Udin Sihaloho Minta Pemko Batam Transparan Soal CSR Bank Riau Kepri

Udin Sihaloho Minta Pemko Batam Transparan Soal CSR Bank Riau Kepri

Anggota Komisi IV DPRD Batam, Udin P Sihaloho

Batam, Batamnews - Upaya pengesahan Perda tentang penyertaan modal Pemko Batam, Kepulauan Riau, ke Bank Riau Kepri (BRK) menjadi sorotan sebagian Anggota DPRD Batam. Dua kali paripurna pengesahan gagal karena tidak kuorum.

Wakil Ketua Pansus yang juga Anggota Komisi IV DPRD Batam, Udin P Sihaloho mengatakan, tim Pansus DPRD sudah sepakat terkait Ranperda Penyertaan modal BRK untuk disahkan menjadi Perda Kota Batam. 

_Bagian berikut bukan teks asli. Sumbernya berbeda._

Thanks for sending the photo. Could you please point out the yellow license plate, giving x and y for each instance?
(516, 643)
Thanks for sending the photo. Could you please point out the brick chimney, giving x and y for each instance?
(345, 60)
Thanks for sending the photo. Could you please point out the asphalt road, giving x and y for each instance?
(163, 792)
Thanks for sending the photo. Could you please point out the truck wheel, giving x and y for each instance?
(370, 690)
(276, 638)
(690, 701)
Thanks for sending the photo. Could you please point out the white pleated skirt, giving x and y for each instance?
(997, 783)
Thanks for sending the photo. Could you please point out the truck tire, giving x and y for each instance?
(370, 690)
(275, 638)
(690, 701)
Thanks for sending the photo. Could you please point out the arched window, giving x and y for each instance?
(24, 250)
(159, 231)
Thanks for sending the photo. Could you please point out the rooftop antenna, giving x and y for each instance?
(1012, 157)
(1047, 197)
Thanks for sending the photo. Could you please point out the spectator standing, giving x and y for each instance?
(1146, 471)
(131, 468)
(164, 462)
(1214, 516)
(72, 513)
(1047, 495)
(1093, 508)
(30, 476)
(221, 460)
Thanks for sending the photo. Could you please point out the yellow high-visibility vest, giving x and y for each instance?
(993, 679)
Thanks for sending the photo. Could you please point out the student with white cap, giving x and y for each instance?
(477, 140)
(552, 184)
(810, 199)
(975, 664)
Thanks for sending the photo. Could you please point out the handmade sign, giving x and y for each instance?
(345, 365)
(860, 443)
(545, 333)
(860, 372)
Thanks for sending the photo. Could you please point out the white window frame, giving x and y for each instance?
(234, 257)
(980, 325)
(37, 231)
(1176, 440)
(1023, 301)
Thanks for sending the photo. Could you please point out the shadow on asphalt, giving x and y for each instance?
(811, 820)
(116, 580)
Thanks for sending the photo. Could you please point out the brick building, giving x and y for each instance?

Namun, pihak Banggar masih mempertanyakan transparansi soal benefit dan deviden BRK yang belum disampaikan secara rinci.

"Banggar mempertanyakan transparansi laporan Pemko Batam terkait benefit dan CSR Bank Riau Kepri terhadap masyarakat Batam," kata Udin.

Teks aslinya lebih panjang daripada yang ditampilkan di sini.